The Integration of Masculinity and Femininity in Autistic Spectrum Children (ASD) and the ‘Co-presence of Sexuality and Thought’.
The Integration of Masculinity and Femininity in Autistic Spectrum Children (ASD) and the ‘Co-presence of Sexuality and Thought’.
Paper given at Association of Child Psychotherapists, Annual conference, June 2008.
This paper engages in debates about the nature of autistic spectrum disorder with a theoretical model the ‘extreme male brain’ theory of autism, put forward by Simon Baron-Cohen. In doing so it aims to clarify what is distinctive about the child psychotherapy approach to ASD. After outlining the Baron-Cohen approach and appreciating the evidence involved, the paper raises three issues, and recasts his interpretation of the evidence in terms of ‘developmental bisexuality, drawing on the work of Frances Tustin and the artist Louise Bourgeois. Urwin describes psychotherapeutic work with a parent couple in a family with a young autistic child, work aiming to facilitate the development of a communication-enhancing environment. She also explores the developmental balance between masculine and feminine aspects achieved over time in non-intensive and intensive psychotherapy of a boy and a girl. In conceptualising developmental aspects of psychic bisexuality, attention is drawn to the child’s capacity to identify with characteristics of both parents.

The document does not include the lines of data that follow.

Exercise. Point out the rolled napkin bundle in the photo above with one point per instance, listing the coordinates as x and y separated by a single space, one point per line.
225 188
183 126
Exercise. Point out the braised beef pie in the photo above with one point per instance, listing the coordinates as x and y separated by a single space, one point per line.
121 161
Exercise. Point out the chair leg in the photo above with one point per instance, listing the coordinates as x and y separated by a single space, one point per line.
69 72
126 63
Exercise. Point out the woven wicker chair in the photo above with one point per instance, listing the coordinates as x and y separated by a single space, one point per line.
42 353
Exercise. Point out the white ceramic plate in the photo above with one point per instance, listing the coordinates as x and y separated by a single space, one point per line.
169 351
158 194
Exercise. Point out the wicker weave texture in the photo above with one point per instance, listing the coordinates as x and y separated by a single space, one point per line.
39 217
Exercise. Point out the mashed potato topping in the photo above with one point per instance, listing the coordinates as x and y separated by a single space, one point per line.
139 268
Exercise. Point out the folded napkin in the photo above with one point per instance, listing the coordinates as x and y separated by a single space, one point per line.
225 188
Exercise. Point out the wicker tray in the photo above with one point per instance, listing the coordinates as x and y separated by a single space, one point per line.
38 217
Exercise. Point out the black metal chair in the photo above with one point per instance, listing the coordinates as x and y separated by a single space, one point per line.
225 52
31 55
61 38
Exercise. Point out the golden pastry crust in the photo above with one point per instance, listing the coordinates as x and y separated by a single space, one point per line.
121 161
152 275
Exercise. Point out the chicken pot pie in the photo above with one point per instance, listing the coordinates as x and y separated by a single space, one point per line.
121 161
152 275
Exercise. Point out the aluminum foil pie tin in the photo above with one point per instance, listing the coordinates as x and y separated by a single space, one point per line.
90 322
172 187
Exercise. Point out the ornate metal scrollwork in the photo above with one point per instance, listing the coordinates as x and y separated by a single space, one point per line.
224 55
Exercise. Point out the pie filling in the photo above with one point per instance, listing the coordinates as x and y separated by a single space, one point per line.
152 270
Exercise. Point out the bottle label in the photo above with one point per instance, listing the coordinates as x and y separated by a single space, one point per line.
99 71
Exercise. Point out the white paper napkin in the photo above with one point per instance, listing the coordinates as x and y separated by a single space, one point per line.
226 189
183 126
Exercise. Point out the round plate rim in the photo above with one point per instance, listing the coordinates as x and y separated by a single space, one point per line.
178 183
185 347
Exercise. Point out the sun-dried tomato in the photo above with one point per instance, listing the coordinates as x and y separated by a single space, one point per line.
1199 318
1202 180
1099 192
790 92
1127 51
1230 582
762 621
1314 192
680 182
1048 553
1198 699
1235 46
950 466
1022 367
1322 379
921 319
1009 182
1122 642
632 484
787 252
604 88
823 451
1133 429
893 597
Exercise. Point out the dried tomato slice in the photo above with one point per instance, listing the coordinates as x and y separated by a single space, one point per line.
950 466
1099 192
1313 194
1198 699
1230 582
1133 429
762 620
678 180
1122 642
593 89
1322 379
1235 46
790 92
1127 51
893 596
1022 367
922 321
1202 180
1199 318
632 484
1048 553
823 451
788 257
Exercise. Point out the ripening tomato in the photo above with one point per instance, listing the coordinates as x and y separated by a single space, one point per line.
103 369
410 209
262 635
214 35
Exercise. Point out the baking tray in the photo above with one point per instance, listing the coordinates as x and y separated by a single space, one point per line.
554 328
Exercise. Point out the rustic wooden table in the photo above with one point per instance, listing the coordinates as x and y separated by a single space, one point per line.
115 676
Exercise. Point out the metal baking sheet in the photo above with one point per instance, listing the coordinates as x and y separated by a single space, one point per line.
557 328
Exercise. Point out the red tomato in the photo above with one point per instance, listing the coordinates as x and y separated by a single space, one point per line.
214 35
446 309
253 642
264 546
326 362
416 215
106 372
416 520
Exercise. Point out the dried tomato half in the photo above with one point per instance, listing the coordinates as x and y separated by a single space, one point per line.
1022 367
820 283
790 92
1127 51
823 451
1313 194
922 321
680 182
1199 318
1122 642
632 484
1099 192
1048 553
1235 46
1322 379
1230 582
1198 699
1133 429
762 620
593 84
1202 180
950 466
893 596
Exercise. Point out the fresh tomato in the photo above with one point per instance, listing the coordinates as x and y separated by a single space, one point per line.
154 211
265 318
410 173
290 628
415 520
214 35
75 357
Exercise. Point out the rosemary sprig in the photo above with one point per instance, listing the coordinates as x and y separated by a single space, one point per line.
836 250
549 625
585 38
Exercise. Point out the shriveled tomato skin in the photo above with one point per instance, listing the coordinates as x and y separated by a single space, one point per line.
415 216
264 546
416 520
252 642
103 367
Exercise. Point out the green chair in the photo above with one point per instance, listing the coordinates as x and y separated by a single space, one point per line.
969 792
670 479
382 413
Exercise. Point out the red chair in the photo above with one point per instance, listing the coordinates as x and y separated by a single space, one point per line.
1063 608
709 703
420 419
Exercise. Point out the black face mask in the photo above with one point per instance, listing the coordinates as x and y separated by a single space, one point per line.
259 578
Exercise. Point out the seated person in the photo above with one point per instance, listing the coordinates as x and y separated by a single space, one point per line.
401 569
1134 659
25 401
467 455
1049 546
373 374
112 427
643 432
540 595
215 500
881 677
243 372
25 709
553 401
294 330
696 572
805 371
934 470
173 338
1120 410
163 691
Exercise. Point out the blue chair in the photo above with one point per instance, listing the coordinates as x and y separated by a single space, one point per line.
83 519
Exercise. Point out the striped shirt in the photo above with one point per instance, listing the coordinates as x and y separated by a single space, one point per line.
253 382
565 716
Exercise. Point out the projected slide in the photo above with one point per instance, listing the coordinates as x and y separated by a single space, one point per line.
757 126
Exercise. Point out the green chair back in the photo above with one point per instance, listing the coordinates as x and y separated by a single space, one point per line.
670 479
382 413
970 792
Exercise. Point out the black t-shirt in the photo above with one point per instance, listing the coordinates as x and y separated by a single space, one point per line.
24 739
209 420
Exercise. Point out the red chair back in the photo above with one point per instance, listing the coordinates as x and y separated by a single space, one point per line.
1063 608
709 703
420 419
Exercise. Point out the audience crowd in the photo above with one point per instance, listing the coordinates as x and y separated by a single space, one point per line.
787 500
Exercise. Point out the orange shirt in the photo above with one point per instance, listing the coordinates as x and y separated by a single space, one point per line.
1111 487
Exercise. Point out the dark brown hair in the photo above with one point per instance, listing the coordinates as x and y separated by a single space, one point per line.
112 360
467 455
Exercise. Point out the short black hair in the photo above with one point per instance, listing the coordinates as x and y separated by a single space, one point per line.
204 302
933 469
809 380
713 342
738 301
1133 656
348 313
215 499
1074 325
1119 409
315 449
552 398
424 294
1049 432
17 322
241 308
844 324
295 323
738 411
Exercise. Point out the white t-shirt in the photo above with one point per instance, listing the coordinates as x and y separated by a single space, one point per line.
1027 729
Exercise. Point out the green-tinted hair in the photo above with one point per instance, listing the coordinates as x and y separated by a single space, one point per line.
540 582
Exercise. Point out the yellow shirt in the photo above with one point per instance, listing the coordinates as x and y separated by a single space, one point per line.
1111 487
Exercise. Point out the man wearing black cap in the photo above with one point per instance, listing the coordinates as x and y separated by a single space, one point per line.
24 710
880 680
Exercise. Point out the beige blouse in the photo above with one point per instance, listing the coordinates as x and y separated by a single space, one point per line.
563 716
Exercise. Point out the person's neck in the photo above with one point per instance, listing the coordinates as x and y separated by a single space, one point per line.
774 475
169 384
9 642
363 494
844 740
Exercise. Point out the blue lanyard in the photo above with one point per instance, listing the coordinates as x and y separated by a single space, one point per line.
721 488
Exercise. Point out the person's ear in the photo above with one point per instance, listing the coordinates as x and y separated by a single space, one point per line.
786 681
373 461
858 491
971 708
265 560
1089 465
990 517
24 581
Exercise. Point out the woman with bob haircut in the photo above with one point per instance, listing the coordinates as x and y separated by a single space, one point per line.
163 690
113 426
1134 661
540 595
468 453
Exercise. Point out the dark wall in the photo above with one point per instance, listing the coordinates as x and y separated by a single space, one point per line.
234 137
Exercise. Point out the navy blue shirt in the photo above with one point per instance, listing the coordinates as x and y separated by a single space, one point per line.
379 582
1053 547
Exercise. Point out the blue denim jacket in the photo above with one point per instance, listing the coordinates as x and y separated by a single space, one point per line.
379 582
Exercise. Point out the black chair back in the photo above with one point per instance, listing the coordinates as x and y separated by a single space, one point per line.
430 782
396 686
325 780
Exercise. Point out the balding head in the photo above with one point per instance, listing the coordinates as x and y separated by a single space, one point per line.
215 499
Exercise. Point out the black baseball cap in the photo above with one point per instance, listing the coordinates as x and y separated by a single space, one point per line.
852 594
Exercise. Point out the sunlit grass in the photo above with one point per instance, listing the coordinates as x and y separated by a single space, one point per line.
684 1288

It is argued that his capacity and the flexibility to move from one identification to another is integral to the young child’s capacity to tolerate a position outside the parental couple, and eventually to be supported by this creative link. In conclusion, it is suggested that the consistency in the psychotherapeutic method, combined with the enhanced empathic understanding that comes with the therapeutic relationship, can enable some ASD children to contain and bear depressive pain. This is fundamental in the realignment of internal relations and the growth of thought and creativity.